Die Forschung und auch die Sicherheitsforschung sind sehr homogene Felder. Wie könnte man das ändern?
Katrin Wieden:
"Damit die Sicherheitsforschung generell diverser wird, sind Vorbilder wichtig. Menschen, mit denen man sich identifizieren kann und die bereits in dem Feld aktiv sind, können die Motivation steigern, selbst auch in der Sicherheitsforschung tätig zu werden. Eine diversere Gruppe schafft es mit großer Wahrscheinlichkeit, Menschen aus ganz unterschiedlichen Gruppen der Gesellschaft zu integrieren.

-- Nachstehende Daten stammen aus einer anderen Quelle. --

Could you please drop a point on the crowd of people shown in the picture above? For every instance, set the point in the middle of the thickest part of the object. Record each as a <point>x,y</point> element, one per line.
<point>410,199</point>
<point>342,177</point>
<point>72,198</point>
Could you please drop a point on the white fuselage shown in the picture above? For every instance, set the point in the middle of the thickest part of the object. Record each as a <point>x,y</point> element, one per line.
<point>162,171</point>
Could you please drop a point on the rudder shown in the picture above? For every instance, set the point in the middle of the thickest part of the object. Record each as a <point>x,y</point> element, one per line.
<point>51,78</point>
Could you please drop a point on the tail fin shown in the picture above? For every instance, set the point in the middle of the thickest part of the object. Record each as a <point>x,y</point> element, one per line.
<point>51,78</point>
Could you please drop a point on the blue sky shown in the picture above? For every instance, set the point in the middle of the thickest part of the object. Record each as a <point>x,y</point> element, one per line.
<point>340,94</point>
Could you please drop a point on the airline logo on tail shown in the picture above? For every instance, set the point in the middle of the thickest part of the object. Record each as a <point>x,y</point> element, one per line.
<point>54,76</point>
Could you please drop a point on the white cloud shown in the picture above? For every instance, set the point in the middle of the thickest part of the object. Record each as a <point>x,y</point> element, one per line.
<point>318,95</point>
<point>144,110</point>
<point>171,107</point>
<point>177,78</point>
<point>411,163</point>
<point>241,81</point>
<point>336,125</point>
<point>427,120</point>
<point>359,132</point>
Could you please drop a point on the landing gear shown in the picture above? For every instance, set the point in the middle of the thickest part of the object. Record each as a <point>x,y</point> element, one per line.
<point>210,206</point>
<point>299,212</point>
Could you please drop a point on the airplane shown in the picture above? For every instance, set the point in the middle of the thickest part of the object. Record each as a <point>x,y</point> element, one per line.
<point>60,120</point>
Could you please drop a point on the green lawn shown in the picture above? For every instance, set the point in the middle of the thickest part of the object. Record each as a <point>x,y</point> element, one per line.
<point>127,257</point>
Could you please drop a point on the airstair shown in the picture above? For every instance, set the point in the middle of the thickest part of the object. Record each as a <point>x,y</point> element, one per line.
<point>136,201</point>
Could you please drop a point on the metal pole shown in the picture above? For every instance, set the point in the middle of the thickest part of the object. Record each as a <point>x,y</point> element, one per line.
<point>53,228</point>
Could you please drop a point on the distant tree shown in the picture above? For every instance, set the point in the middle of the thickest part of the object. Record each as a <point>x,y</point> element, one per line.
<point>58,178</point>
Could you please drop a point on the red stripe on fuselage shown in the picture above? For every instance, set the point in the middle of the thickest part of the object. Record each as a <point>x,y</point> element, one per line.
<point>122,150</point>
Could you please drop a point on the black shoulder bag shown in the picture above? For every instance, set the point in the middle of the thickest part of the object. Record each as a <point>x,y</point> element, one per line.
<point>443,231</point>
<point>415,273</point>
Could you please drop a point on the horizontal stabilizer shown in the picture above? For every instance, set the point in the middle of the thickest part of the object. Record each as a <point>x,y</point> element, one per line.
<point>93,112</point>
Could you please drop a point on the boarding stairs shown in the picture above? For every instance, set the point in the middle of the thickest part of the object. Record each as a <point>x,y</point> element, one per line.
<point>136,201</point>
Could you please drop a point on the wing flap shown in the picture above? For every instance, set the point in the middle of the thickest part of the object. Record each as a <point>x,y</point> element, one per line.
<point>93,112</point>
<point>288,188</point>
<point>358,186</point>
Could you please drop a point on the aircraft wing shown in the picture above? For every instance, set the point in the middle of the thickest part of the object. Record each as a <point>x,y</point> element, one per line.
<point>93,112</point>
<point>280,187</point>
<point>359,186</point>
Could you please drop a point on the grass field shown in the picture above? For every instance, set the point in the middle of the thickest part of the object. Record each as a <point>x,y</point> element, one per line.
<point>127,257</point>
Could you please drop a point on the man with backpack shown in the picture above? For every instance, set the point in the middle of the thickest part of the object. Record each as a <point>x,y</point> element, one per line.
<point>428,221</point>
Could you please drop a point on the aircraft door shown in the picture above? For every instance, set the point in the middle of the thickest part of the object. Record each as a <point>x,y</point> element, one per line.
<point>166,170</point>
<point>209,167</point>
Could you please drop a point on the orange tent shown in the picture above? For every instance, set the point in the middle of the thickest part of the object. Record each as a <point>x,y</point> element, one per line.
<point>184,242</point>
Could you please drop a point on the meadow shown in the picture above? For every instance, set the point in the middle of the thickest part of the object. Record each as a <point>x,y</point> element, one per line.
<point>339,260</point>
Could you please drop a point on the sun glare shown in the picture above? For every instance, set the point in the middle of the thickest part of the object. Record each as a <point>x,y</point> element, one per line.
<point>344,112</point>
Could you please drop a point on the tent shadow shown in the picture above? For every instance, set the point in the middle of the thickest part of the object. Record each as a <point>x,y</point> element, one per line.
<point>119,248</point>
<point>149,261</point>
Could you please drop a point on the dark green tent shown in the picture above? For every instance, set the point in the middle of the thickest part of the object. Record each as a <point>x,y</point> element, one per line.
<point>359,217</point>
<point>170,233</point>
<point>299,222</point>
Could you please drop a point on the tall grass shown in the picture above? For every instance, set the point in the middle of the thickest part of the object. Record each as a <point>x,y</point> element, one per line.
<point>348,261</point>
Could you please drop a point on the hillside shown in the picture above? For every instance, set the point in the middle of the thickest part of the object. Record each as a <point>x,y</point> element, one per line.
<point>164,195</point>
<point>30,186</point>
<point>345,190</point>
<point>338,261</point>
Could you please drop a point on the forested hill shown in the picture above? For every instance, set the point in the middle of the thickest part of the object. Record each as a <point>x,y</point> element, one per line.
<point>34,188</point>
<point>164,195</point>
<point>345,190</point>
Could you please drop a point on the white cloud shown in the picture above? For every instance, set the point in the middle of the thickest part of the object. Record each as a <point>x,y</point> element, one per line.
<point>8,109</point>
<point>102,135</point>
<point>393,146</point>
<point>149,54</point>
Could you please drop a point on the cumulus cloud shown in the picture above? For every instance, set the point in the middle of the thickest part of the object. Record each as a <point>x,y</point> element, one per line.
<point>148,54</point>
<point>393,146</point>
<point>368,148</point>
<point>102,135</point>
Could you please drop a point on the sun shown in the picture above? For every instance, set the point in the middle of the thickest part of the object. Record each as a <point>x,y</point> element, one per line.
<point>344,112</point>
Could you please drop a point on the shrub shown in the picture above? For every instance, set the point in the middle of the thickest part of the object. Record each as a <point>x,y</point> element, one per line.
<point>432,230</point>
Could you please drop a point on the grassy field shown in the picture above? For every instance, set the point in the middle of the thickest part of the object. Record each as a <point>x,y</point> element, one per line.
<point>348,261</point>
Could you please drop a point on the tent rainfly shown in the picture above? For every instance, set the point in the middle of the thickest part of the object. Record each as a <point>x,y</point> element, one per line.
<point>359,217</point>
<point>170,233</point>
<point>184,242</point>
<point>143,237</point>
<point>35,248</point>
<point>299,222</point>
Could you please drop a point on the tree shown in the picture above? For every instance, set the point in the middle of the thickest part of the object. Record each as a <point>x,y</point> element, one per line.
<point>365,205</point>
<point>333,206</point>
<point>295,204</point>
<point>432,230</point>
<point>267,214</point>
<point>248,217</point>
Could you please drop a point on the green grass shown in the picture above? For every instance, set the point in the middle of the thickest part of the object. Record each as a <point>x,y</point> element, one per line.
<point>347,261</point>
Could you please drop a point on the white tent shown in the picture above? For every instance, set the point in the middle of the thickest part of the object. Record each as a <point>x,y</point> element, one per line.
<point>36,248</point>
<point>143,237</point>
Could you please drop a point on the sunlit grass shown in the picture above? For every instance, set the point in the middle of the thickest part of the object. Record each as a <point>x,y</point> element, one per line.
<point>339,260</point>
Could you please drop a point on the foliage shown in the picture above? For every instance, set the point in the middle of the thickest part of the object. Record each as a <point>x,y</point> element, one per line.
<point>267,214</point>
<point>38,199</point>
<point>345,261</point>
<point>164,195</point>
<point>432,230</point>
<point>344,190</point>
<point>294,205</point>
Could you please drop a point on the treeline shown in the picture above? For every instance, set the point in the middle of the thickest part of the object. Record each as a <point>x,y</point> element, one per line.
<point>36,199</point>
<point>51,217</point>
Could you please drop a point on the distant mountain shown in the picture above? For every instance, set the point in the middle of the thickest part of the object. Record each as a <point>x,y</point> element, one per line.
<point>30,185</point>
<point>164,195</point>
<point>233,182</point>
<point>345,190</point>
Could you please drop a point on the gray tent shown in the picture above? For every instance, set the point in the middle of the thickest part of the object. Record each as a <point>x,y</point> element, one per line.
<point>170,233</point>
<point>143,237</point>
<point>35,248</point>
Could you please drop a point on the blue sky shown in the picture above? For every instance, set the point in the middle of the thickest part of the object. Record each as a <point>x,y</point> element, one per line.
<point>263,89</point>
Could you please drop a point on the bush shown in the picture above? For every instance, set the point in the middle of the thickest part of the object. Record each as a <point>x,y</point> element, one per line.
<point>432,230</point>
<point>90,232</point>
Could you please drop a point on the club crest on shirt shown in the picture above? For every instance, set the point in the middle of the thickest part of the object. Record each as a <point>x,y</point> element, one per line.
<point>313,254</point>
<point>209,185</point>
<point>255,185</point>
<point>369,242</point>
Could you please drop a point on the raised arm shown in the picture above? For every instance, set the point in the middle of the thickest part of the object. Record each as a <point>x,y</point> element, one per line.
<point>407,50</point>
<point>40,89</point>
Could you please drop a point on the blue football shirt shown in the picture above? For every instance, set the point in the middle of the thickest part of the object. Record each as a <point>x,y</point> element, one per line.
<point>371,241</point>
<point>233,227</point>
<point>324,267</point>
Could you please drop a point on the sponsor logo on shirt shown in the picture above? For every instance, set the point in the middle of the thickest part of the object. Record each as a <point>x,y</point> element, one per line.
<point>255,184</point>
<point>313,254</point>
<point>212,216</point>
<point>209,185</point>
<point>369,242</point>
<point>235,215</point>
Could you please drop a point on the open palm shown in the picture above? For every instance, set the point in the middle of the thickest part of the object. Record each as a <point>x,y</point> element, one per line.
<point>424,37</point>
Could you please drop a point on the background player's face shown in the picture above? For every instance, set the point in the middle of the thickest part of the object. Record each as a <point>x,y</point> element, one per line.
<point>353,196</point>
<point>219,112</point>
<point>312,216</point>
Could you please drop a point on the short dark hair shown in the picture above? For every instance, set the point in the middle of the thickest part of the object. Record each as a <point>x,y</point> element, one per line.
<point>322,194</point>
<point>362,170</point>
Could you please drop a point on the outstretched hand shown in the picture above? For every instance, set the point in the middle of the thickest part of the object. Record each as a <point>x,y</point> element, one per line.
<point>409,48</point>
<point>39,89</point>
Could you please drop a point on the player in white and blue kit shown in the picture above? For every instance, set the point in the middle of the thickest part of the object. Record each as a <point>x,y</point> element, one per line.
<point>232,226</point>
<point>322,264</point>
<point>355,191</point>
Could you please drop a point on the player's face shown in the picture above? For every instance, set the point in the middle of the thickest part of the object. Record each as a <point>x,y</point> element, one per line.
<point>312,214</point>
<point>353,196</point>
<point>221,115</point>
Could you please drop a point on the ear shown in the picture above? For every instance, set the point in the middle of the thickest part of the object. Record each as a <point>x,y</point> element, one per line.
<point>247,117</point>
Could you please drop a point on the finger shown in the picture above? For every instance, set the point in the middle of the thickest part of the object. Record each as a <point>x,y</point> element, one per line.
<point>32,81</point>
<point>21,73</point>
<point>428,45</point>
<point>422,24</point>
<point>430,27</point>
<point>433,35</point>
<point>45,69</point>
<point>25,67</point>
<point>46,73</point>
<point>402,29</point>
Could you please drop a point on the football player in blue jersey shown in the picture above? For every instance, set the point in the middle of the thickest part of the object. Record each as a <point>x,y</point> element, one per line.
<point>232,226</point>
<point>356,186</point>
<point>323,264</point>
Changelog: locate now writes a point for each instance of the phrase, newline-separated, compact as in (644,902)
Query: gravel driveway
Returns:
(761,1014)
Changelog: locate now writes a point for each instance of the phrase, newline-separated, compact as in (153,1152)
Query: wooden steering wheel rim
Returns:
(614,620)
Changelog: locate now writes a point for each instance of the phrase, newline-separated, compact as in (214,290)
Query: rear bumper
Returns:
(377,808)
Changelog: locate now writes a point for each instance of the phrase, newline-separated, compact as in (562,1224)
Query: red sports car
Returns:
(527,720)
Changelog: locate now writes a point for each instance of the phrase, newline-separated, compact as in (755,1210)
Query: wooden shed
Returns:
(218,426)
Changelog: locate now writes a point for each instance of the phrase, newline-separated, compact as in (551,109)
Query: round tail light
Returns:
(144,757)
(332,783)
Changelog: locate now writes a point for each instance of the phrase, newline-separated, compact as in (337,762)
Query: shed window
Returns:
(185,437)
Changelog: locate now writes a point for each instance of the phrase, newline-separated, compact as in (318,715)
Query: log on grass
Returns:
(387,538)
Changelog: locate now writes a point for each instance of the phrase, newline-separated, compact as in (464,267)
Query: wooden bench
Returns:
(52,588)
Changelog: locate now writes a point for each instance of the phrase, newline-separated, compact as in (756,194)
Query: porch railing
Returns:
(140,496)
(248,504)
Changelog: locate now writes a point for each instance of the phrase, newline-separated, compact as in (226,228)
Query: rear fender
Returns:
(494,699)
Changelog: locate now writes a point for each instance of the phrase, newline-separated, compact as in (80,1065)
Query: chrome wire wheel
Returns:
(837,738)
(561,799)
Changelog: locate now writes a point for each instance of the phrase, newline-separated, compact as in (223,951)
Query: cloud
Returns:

Zudem ist es auch inhaltlich für die Sicherheitsforschung unabdingbar, verschiedene Perspektiven abzubilden! Wir sind nicht alle von den gleichen Bedrohungen unserer Sicherheit betroffen. Aus der Forschung wissen wir auch, dass insbesondere in vermeintlich neutralen Fachbereichen, wie etwa Technik, Diskriminierungsdimensionen oft nicht betrachtet und so reproduziert werden. Test-Dummies sind ein bekanntes Beispiel, oder auch Gewalterfahrungen und verzerrte Algorithmen. Beide Problematiken werden in der Forschungscommunity noch nicht genug behandelt. Die Zukunft der Sicherheitsforschung muss diverser sein, damit die Zukunft wirklich sicher für alle ist."